Gyan, the business advisor, was talking to Kiran, John and Chetan, who were planning to start a new business. One of the points they spoke about was the money each one would bring into the company and the possible equity structure of the new company. Gyan said, "In the recent past, I have seen many partnerships enduring and also many teams break up. Some partnerships and founding teams can stay through thick and thin; some founding teams break up over the smallest trifles. I have seen friends start a company and become bitter enemies; on the other hand there are strangers who really bond.

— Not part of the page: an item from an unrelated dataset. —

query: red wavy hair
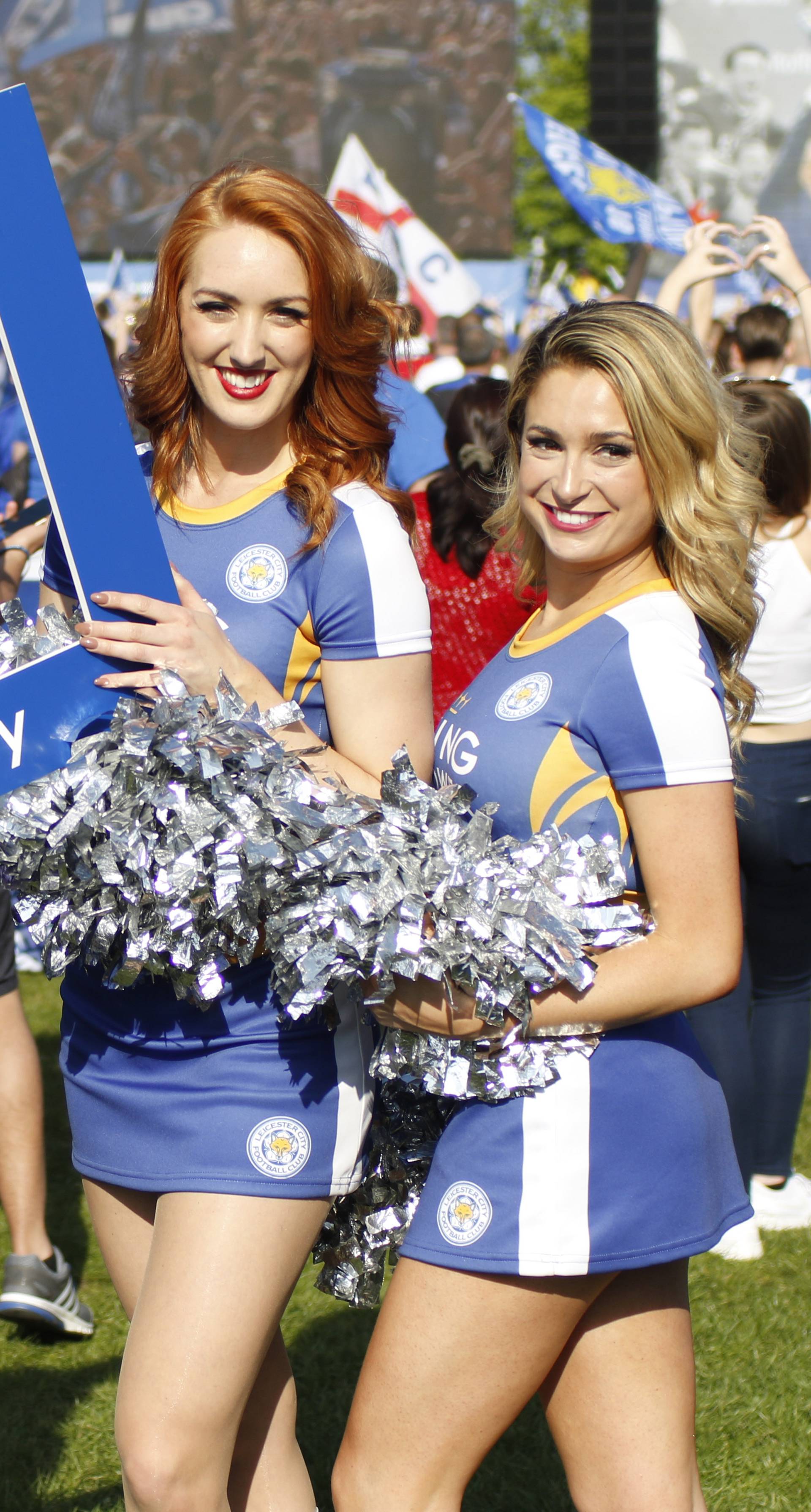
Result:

Strange?? Well this is a reflection of human nature and the variety of people we see and the equations between people."
(For more in the Caselet series .. check out the earlier post: Are you ready for VC Investment?)
Entrepreneurs need to spend a lot of energy in starting and running a venture, so it would be worth their while to think through the people issues at the founding team level before starting out.

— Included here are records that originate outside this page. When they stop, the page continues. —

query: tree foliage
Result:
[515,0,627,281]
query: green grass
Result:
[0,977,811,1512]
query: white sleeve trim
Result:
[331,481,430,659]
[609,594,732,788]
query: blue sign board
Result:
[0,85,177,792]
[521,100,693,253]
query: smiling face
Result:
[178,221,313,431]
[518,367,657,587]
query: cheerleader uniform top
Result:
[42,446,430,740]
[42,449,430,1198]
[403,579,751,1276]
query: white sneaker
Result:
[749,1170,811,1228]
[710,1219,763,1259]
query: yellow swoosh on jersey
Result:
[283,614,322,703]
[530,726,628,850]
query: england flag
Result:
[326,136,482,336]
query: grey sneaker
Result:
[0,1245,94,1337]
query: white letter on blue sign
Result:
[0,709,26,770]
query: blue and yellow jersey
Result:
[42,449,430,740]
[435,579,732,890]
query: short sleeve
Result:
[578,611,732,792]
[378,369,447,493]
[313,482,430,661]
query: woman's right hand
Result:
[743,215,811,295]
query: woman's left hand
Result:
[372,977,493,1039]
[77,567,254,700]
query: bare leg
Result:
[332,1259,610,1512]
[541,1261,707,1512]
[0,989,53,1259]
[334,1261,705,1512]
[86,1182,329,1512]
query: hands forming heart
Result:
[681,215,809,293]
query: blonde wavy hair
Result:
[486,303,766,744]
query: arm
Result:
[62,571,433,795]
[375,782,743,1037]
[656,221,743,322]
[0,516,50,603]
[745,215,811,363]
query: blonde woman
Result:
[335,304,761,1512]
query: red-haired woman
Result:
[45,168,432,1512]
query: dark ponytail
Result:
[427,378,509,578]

These are some questions that Gyan asks them to think through:
- How will they decide to allot shares amongst themselves; will it be based on money brought into the venture, time spent in the company, nature of work, experience and qualification of the person coming in or a combination of these?
- Is there a difference in value add perceived – i.e. who is seen as adding more value in the company – is it the person bring in more money, or the person bring in the business, or the person delivering the solutions? The founders may decide that all are equal partners, but after six months, if one person has got all the business and is involved in delivery and another partner has only been associated with delivery and has not been able to get any business for the company; it is quite likely that there could be some issues. Then again is six months a sufficient time to judge performance? Who decides?
- If there are different perceptions regarding some key decisions to be made, then who will decide? For example, there may be an opportunity to sell in Europe. One of the founders of the company may want to take this up. Another founder may feel that this is not a good option and may want to concentrate on increasing sales in the existing US markets. He may feel that the same effort and money may get more revenue in US in the short term. The third founder may be undecided. The question: who decides in such a situation? The founders may be equal shareholders in the company and may come with similar experience and qualifications.
Gyan then took Kiran, John and Chetan through a recent issue which he had come across. Sheila and Jenny had started a business. Initially they estimated the requirement for one year at Rs.20 lakhs. The two friends decided to contribute equally to this and take equal stake in the company they were founding. In about two months, they realized that they had underestimated the requirement. They now estimated that an additional Rs.20 lakhs could be required to put the business on track. While Sheila was in a position to bring in half of this requirement, Jenny was not. Jenny wanted to look at other options and wanted to take the money from a third person who was interested in joining this venture. Sheila could afford the extra amount, unlike Jenny, further Sheila’s financial position was such that she could bring in the entire extra funds required and she offered to do so. This lead to a conflict as Jenny wanted to be an equal partner in the business.Summing up, Gyan said that Human egos can be fragile and many times it is a clash of egos which can trigger a problem. Founders should recognise this and try to have realistic expectations of themselves and others. In this case, the three founders should think through and:
- Plan on roles and responsibilities of team members in terms of execution
- Plus think through issues of members’ contribution – in money, in kind and in intangibles
If you were in the situations similar to those mentioned above, what would you do? What would be your plan to deal with these as they came up?